1. Field of the Invention
The present invention relates to a rotary cutting tool and a method for manufacturing an iron golf club head using the rotary cutting tool.
2. Prior Art
Most of today's iron golf club heads have a cavity that is formed on the back of the club head. The cavity is provided so as to increase the inertial moment and depth of the center of cavity by reducing the overall weight of the head, by lowering the center of gravity, and by distributing the weight to the periphery.
These iron golf club heads which are generally called cavity irons are manufactured by way of forging, lost-wax processing, etc. In addition to these methods, a cavity iron head is manufactured by, for instance, a method shown in FIG. 7. In this method, a cavity is formed by cutting an indentation 2 on the back side of a head ingot 1 which is roughly finished and formed by forging, and this cutting is performed by a rotary cutting tool 10 which is controlled by an NC machining system.
However, in the conventional method as described above, the cutting section 10a of the rotary cutting tool 10 has a cylindrical shape, and the angle .theta. of the cutting surface is perpendicular to the horizontal plane.

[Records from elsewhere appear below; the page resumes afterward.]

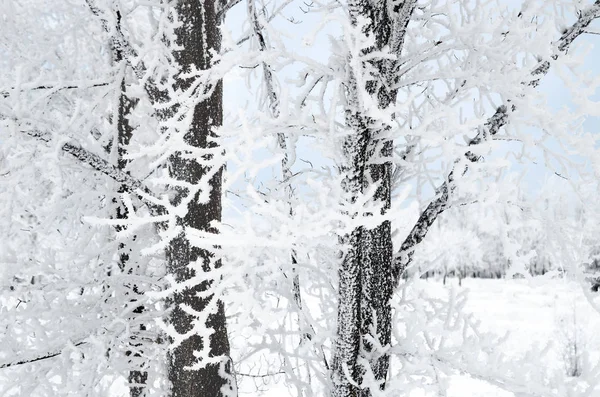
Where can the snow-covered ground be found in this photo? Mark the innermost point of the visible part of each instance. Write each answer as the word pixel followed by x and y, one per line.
pixel 539 311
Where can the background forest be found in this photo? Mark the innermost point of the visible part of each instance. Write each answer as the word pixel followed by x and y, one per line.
pixel 244 197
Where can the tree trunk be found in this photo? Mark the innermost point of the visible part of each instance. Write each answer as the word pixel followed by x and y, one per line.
pixel 365 276
pixel 197 36
pixel 137 378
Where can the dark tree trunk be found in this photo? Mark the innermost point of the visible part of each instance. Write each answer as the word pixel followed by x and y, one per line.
pixel 137 378
pixel 197 36
pixel 366 279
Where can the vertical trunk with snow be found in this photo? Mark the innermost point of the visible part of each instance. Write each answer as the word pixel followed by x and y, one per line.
pixel 137 377
pixel 366 282
pixel 197 37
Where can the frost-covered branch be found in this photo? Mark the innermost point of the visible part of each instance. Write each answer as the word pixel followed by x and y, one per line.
pixel 40 357
pixel 491 127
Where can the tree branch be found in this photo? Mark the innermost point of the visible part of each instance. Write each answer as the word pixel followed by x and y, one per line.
pixel 489 129
pixel 96 162
pixel 36 359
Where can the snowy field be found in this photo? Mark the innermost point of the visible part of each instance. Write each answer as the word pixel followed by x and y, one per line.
pixel 538 312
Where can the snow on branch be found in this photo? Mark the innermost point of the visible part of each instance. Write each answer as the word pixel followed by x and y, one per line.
pixel 491 127
pixel 41 357
pixel 96 162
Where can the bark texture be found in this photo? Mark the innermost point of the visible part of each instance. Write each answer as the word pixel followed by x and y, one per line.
pixel 485 132
pixel 197 36
pixel 365 276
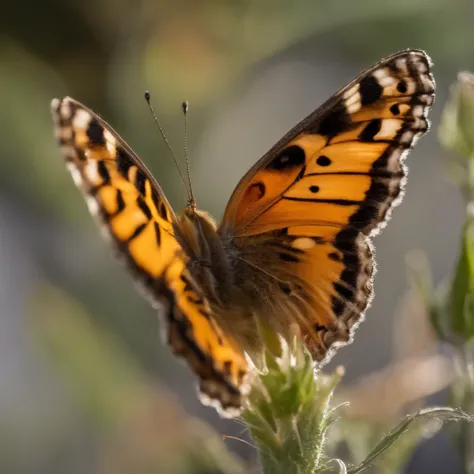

Accordingly, as seen from FIG. 8, the inner circumferential surface 3a on the sole side, the inner circumferential surfaces 3b on the toe and heel sides, and the inner circumferential surface 3c on the top side of the head (these surfaces are continuous around the entire circumference of the indentation 2) can only be cut into the shape of an upright surface that has a cutting angle of .alpha. which is equal to the cutting surface angle of .theta. of the cutting tool.
On the other hand, a rotary cutting tool 20 which has a cutting section 20a of a conical shape may be used in the above method. The tool, as seen from FIG. 9, has an acute cutting surface angle .theta. with respect to the horizontal plane and can grind the inner circumferential surface 3 of the indentation 2 of the head ingot 1 into an overhanging surface shape. However, with this cutting tool 20, the inner circumferential surface 3 of the indentation 2 can only be cut into an overhanging surface shape which has a cutting angle of .beta., that is equal to the cutting surface angle .theta. of the cutting tool 20, around the entire circumference as shown in FIG. 10. Furthermore, the comer edge portions of the inner circumferential surfaces 3b on the toe and heel sides and the inner circumferential surface 3c on the top side are sharp and that causes possible danger in the handling of the club (e. g., cutting the fingers). In addition, the club made by this cutting tool 20 tends to be easily chipped due to outside impacts.
Furthermore, when the inner circumferential surface 3c on the top plate side of the indentation 2 has an overhanging surface shape, the weight of the protruding corner edge portion tends to prevent the lowering of the center of gravity of the head.
In view of these problems, it is possible to cut the head ingot 1 by selectively using two rotary cutting tools: one with a cylindrical cutting section 10a, and another with a conical cutting section 20a. However, with this method, finishing work cannot be accomplished in a single continuous process, thus requiring considerable time and effort and resulting in poor production efficiency.
Furthermore, because of the changeover between the rotary cutting tool 10 and rotary cutting tool 20, a boundary a is formed between the overhanging and upright surfaces of the indentation 2 as a step on the inner circumferential surfaces 3b on the toe and heel sides. Thus, the inner circumferential surface 3 of the indentation 2 become discontinuous; and as a result, the cavity has an unattractive appearance.
The step of such a boundary a between the overhanging and upright surfaces on the innner circumferential surface 3 of the indentation 2 can ordinarily be camouflaged by a pattern of indentations and projections. However, since the position of the step is determined by the shape of the cavity, there are limits to the position and shape of such a pattern of indentations and projections.